Caregiver issues: Caregiver education is essential for family members and professional caregivers (eg, staff members in nursing homes, home health care workers) who care for patients with BPSD. Specific questions should be covered (see Table 41-2). Nurses and social workers can teach family members and other caregivers how to best meet the patient's needs; this teaching should be ongoing. The 36-Hour Day, a guide to caring for patients with dementia, provides invaluable information, including how to deal with daily care, get outside help, and handle financial issues.

Caregivers should be taught how to manage stress, which may be considerable and often requires intervention.
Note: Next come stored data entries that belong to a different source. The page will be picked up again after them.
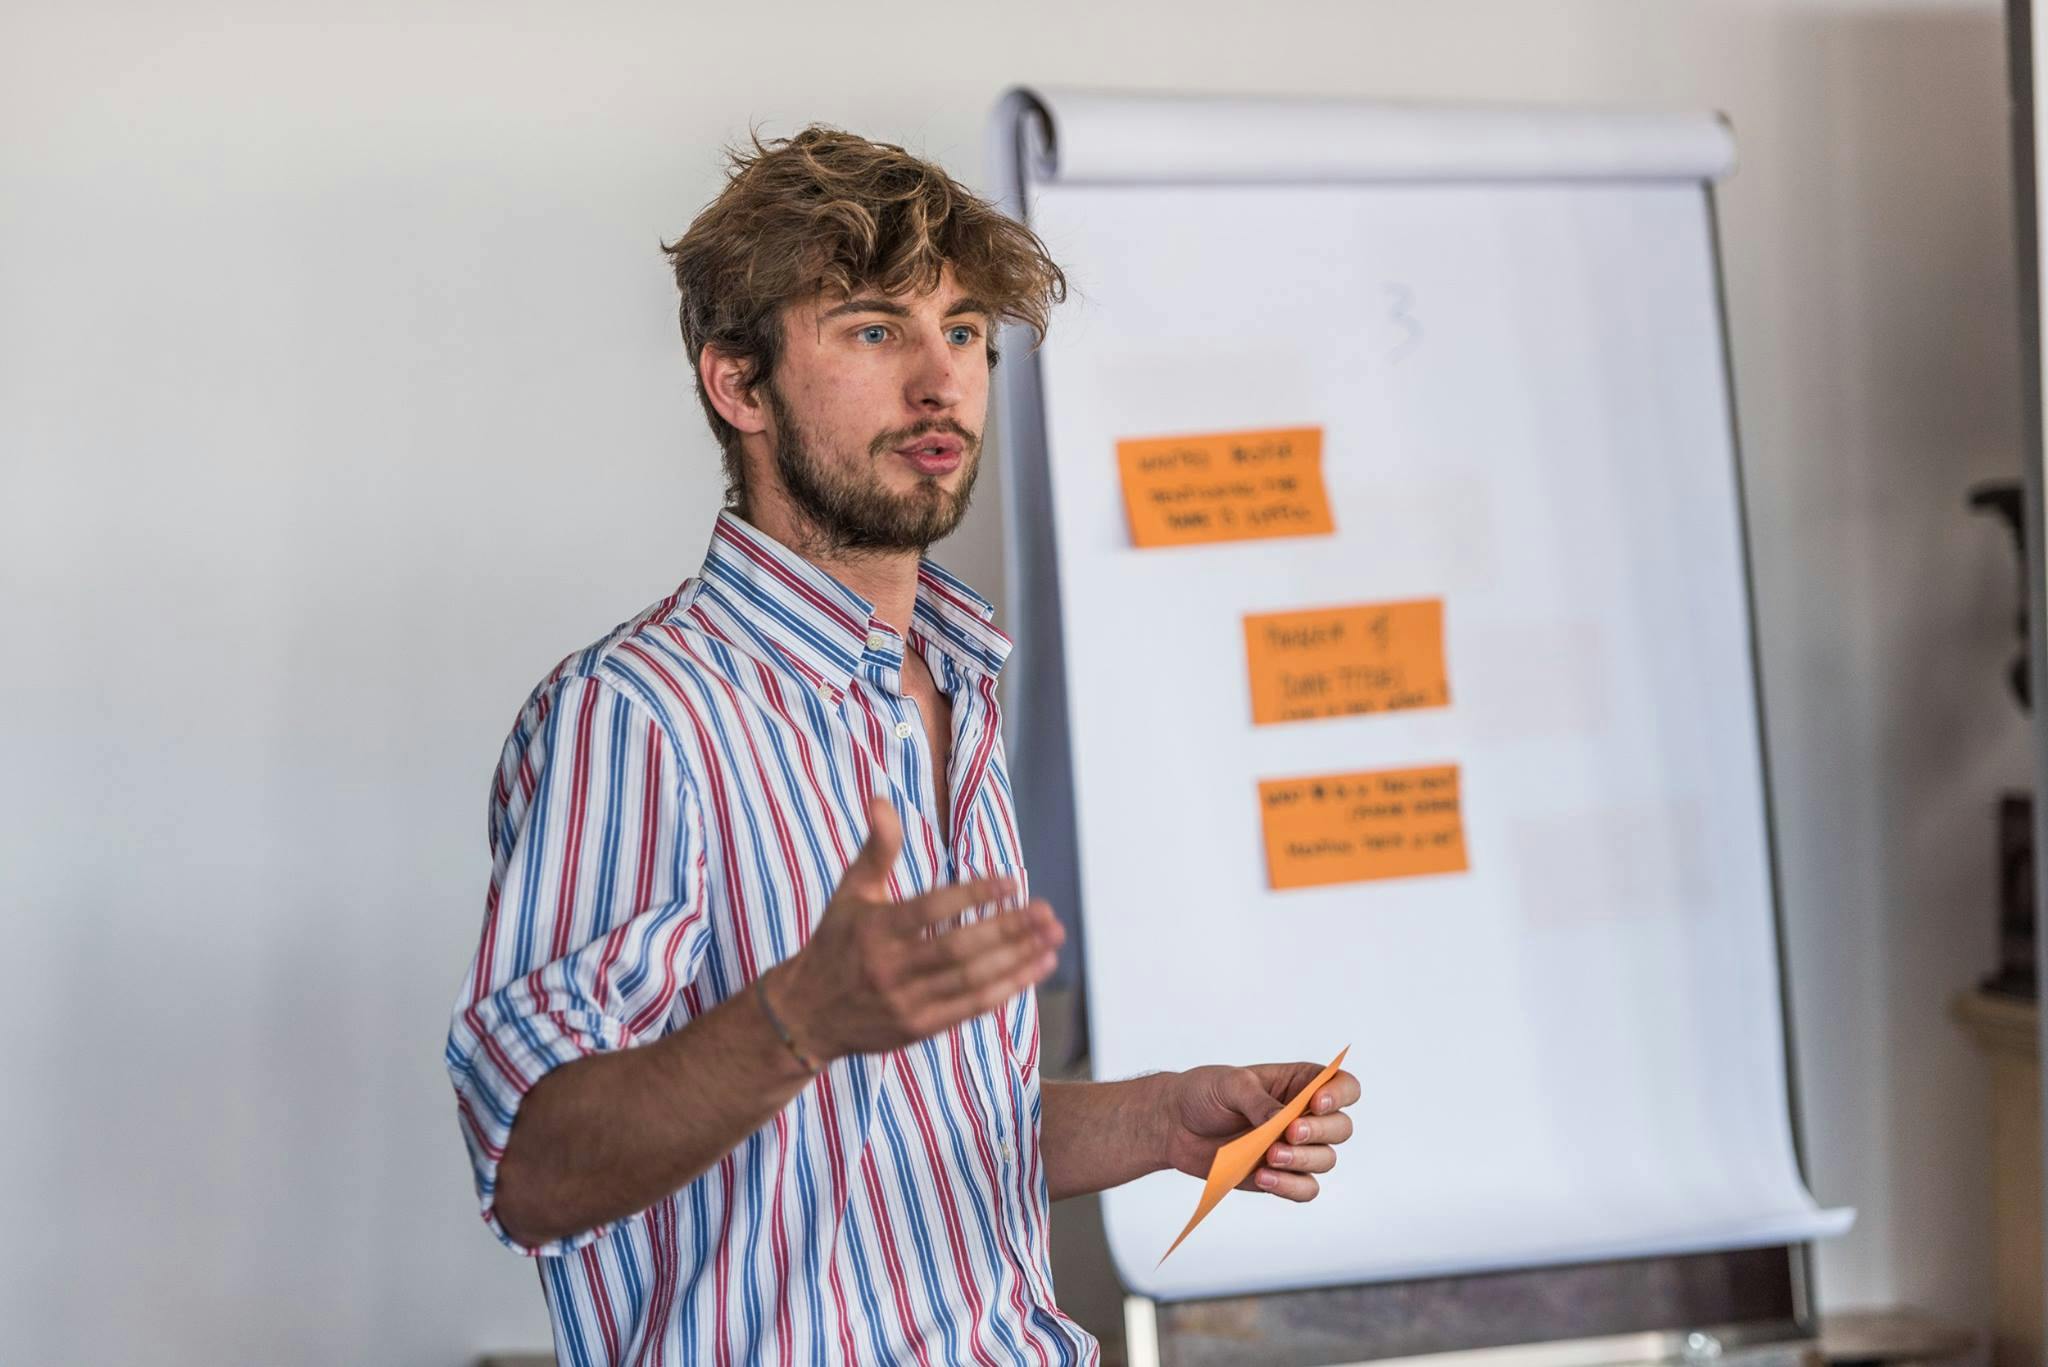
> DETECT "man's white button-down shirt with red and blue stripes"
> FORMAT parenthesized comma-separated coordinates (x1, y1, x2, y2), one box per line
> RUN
(446, 512, 1098, 1367)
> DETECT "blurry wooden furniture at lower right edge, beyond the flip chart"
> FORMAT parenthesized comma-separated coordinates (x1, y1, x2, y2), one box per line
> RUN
(1956, 992, 2044, 1367)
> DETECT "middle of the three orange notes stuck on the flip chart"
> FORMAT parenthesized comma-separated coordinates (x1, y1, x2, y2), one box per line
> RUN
(1245, 598, 1450, 726)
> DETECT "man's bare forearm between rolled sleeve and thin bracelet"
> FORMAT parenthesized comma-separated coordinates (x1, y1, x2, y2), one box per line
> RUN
(496, 969, 811, 1248)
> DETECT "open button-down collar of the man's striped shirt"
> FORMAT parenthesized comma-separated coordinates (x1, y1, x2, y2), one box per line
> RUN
(700, 508, 1010, 691)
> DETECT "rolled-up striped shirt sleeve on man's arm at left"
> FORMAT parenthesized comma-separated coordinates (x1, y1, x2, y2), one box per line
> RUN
(446, 674, 707, 1256)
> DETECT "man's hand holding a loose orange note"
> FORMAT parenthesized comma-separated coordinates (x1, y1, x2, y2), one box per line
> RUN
(1163, 1064, 1358, 1201)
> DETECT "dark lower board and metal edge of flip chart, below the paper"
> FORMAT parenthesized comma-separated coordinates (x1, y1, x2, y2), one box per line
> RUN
(1124, 1246, 1812, 1367)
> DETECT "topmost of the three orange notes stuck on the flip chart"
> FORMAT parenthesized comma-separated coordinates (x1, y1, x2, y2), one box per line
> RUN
(1116, 426, 1335, 547)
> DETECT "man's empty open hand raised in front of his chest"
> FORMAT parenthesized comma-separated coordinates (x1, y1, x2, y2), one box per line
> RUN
(770, 797, 1065, 1064)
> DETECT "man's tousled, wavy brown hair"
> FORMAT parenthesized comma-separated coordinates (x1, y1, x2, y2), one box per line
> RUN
(662, 123, 1067, 506)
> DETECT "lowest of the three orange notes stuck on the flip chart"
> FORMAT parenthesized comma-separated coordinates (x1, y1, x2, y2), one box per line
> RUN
(1260, 764, 1468, 892)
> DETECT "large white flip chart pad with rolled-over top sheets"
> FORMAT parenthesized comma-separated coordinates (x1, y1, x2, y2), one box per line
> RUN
(991, 92, 1849, 1299)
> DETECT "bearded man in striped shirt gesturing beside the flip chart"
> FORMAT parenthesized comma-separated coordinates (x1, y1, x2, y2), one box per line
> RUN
(446, 127, 1358, 1365)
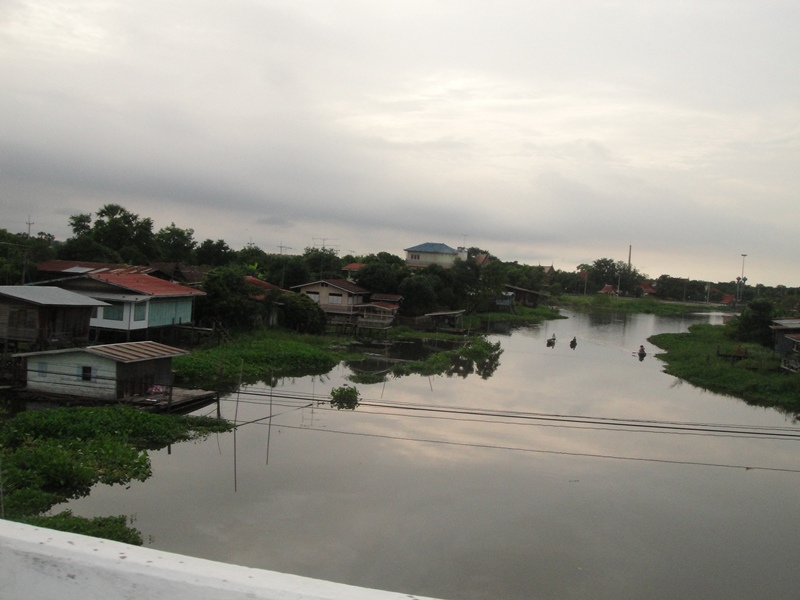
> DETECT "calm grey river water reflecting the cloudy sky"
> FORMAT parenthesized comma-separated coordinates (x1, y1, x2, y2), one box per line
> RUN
(58, 314, 800, 600)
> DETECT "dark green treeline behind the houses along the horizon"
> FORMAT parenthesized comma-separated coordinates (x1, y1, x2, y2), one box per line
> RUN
(0, 204, 800, 332)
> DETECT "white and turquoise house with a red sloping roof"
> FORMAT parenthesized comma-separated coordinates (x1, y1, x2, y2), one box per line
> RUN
(34, 273, 205, 341)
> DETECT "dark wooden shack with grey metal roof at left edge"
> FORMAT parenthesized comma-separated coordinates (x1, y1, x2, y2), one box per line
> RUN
(0, 285, 109, 354)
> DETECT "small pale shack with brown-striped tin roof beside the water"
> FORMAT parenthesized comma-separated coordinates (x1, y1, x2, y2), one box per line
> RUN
(14, 342, 188, 402)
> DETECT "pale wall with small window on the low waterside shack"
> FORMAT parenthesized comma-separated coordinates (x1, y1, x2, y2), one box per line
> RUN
(26, 350, 117, 400)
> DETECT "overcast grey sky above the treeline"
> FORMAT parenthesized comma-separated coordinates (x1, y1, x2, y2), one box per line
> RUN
(0, 0, 800, 286)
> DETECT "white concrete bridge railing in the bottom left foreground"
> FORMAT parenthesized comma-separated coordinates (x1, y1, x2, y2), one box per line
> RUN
(0, 520, 444, 600)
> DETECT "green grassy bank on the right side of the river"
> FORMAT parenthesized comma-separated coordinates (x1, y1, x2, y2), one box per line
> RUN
(649, 324, 800, 413)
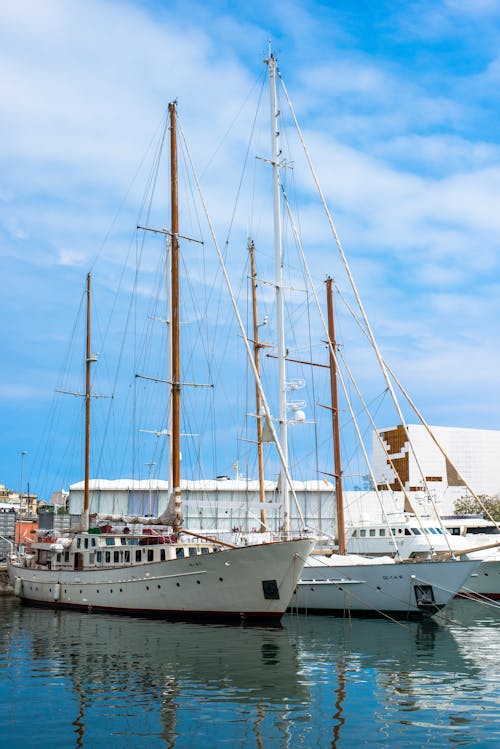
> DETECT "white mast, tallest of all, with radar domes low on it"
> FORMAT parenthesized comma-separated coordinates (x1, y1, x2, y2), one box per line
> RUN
(266, 52, 290, 532)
Stress may be caused by fear of inadequately protecting the patient, frustration from having to repeat directions and restrictions, exhaustion from the intense supervision required for the patient, anger from watching an adult behave like an undisciplined child, and resentment from having to do so much to care for someone. Stress may cause a caregiver, regardless of setting, to punish or abuse the patient. Physicians and social workers should monitor caregivers for signs of stress. Stressed caregivers should be referred to available support services, such as social workers, caregiver support groups, and home health aides, and should be told how to obtain respite care if such care is available.

Caregivers should also be monitored for depression, which occurs in nearly ½ of people caring for a family member with dementia. Depression in caregivers should be treated promptly.

This topic was last updated February 2006.